Now there are brilliant people with ideas who just couldn't manifest them technically — and AI is handing them the tools to do it. So I think we'll see a lot more teams building internal tools they would have previously bought, especially for narrower use cases. They'll probably still build on top of open source, but the need to buy a commercial product for every workflow is shrinking. Think about how we built early alerting. We just had Nagios and we built dashboards off it. We're almost coming full circle — except now the tooling to do it yourself is dramatically more accessible.
Non-determinism in LLMs is a big concern for reliability engineers. How do you manage it?
It freaks me out too. If I spin up four sessions of Claude and ask the same thing, am I getting the same output every time? Probably two out of four. And then I have to ask myself: does it matter? The architect in me says it absolutely does. The vibe coder in me says YOLO, it works.
The honest answer is there's a time and place. For systems that need determinism, use spec-driven development. Write your context files like they're carved in stone. You can constrain what the LLM can and cannot do, and that gives you back meaningful control without eliminating the benefits. For parts of your workflow where experimentation is actually good, loosen up. The last mile — before anything goes to production — is where you reinsert the human. You can't always control the output, but you can control the input. And that's where DevOps professionals still have enormous value: bless it or veto it before it ships.
We freaked out about spot instances too, remember? Stateless, ephemeral, non-deterministic. And it turned out to be fine. We found our best practices, we built confidence in the system. Same arc here. Stay paranoid where it matters, but don't let that paranoia stop you from building.
What's your advice for leaders trying to bring their teams along?
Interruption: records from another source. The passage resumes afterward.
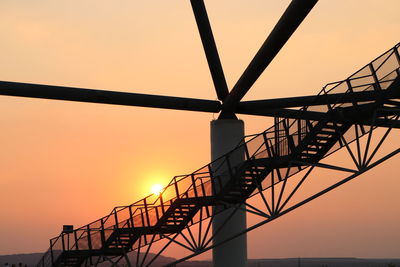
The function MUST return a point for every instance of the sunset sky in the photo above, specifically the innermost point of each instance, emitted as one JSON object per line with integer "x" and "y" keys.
{"x": 71, "y": 163}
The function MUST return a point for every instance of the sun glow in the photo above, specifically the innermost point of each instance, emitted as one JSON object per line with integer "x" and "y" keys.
{"x": 157, "y": 189}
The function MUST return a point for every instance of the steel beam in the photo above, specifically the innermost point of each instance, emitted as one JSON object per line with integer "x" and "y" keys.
{"x": 286, "y": 26}
{"x": 210, "y": 48}
{"x": 107, "y": 97}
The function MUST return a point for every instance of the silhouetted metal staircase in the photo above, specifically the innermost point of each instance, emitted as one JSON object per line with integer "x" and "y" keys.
{"x": 290, "y": 146}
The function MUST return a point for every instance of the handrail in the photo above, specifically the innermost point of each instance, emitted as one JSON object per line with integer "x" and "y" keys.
{"x": 273, "y": 140}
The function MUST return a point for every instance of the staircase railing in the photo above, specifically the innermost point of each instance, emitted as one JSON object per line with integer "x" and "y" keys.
{"x": 277, "y": 141}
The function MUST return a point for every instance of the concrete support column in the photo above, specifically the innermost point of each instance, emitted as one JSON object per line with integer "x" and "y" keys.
{"x": 225, "y": 135}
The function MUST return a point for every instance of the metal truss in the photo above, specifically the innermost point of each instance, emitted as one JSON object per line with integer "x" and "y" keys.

Start with self-reflection. It's really hard to stand up in front of your team and say "here's where we're going" when you don't actually believe it yourself. So do yourself the favor first — educate yourself, sit with your own skepticism, find what feels real for you. Be authentic about where you are on this ride before you ask your team to follow.
Then bring that same energy to your team, one-on-one where possible. Survey people. Get a sense of where their comfort levels actually are. Use your frontline managers. Be direct: where are you on the spectrum, and how can I enable you? Also take a step back and look at your organizational maturity. Maybe you're not ready to instrument AI across your systems yet, and that's okay — but you need to start charting that journey.
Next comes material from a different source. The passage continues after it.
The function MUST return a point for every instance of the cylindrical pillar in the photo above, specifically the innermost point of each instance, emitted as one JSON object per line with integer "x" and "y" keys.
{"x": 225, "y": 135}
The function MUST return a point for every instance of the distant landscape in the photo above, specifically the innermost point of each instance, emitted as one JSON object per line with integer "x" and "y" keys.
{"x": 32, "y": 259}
One thing we do at Netlify: we have a dedicated hour every week where anyone in the company — any department — can come hang out, vibe code, talk about tools, share what they're reading. The goal is just to take the fear out of it. Make it human and accessible. Because at the end of the day, if you believe AI is going to disrupt people's careers — and I do — then it's your responsibility as a leader to give people the space, the time, and the support to level up. That's always been what leadership is for.